3. Die Verfolgung ausschließlich gemeinnütziger Zwecke ergibt sich auch nicht aus der Verweisung auf die Satzung der dem Kläger übergeordneten Organisation auf Bundesebene in § 3 der Satzung. Ein solcher Verweis auf außerhalb der Satzung liegende Sachverhalte unter der Überschrift ,,Tätigkeit des Vereins" trägt zur inhaltlichen Bestimmung derselben nichts bei und ist nur geeignet, selbst im Fall einer ansonsten hinreichend konkreten Bestimmung der satzungsmäßigen Ziele die formelle Satzungsmäßigkeit zu gefährden. Denn durch eine solche Bezugnahme auf eine andere außerhalb der Satzung des Klägers liegende Regelung werden die eigenen Satzungsregelungen nur in unbestimmter Weise relativiert und eine Prüfung der steuerlichen Voraussetzungen der Gemeinnützigkeit ohne Heranziehung der in Bezug genommenen Satzungen der übergeordneten Organisation unmöglich gemacht (vgl. BFH vom 19. April 1989 I R 3/88, BFHE 156, 381, BStBl II 1989, 595).

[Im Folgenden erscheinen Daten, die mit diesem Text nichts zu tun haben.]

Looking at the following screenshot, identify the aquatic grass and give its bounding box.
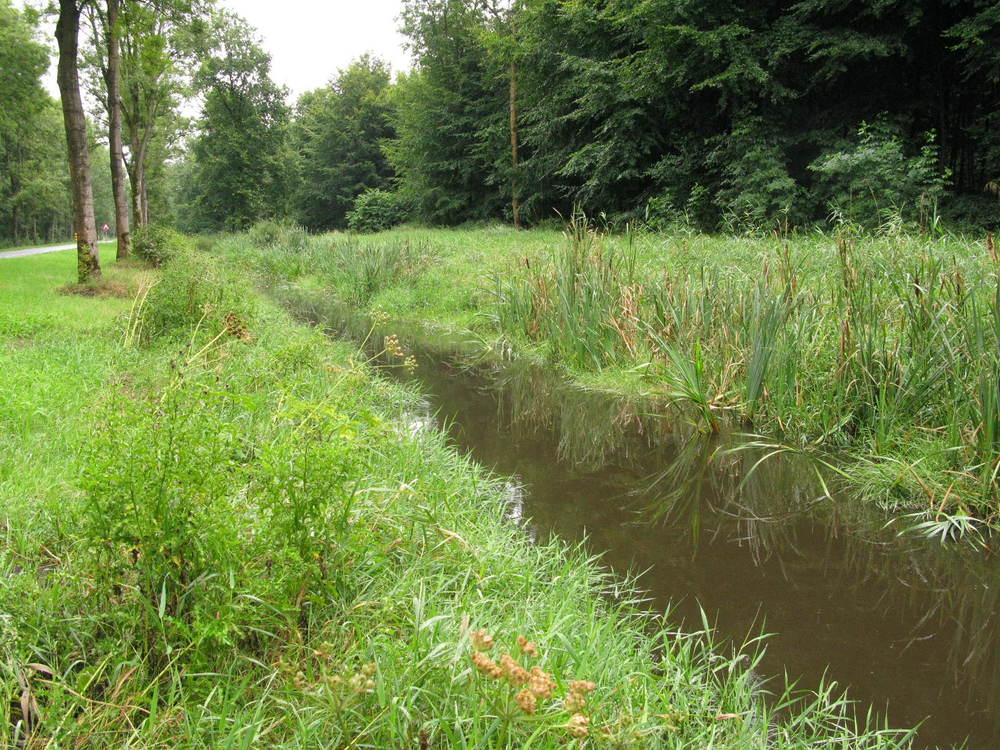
[0,250,907,749]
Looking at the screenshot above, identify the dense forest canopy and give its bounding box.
[0,0,1000,245]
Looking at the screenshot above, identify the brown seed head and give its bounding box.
[566,714,590,737]
[472,651,503,680]
[469,628,493,651]
[516,689,538,714]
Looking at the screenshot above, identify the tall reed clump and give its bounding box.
[0,251,910,750]
[493,215,643,370]
[485,226,1000,517]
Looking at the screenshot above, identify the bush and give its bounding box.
[82,378,249,657]
[132,224,191,266]
[347,190,408,232]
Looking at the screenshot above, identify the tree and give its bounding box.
[291,55,395,230]
[192,13,292,231]
[0,0,71,244]
[388,0,510,223]
[56,0,101,283]
[84,0,132,260]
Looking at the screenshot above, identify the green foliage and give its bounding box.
[187,14,294,231]
[347,190,407,232]
[82,376,249,657]
[137,250,257,342]
[809,119,948,227]
[291,55,395,230]
[132,224,191,266]
[247,220,309,252]
[0,0,73,244]
[386,0,509,223]
[0,248,920,750]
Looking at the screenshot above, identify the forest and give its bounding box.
[0,0,1000,750]
[0,0,1000,250]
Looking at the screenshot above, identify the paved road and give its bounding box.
[0,245,76,258]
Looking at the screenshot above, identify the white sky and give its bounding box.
[220,0,410,100]
[14,0,410,103]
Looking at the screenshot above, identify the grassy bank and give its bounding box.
[0,255,907,750]
[233,220,1000,536]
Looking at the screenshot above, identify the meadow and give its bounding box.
[234,217,1000,541]
[0,251,910,750]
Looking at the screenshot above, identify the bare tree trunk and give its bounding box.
[510,63,521,229]
[56,0,101,283]
[105,0,132,260]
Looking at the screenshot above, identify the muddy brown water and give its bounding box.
[283,296,1000,750]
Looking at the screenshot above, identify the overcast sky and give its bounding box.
[15,0,410,102]
[221,0,410,97]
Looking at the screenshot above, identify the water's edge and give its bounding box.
[273,288,1000,749]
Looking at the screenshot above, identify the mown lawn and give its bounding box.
[229,220,1000,538]
[0,245,908,750]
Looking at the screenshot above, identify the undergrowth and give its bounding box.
[233,217,1000,533]
[0,251,909,750]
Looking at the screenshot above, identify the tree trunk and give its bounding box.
[105,0,132,260]
[510,63,521,229]
[56,0,101,283]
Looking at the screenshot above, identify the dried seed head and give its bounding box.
[566,714,590,737]
[500,654,531,687]
[563,692,587,714]
[516,689,538,714]
[469,628,493,651]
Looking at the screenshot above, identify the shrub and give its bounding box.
[82,379,252,656]
[347,190,407,232]
[140,250,257,341]
[132,224,191,266]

4. Zwar ergibt sich aus § 3 Abs. 2 der Satzung des Klägers auch, daß dieser öffentliche und geschlossene Vorträge über die ,,Wissenschaft der Schöpferischen Intelligenz in Theorie und Praxis" sowie Zusammenkünfte auf regionaler Ebene veranstaltet und unterstützt. Außerdem beabsichtigte der Kläger, Einrichtungen zu fördern und zu unterstützen, die der Ausbreitung, Pflege und Vertiefung dieser Wissenschaft und ihrer praktischen Erfahrung dienen. Die Bezugnahme auf die ,,Wissenschaft der Schöpferischen Intelligenz" läßt aber auch insoweit Zweifel darüber aufkommen, ob der Kläger die Verwirklichung nur gemeinnütziger Zwecke anstrebt und sich von den nicht-gemeinnützigen Zwecken distanziert, wie sie sich aus der Verbindung der transzendentalen Meditation mit den Begriffen ,,Jugendreligionen" und ,,Jugendsekten" ergeben.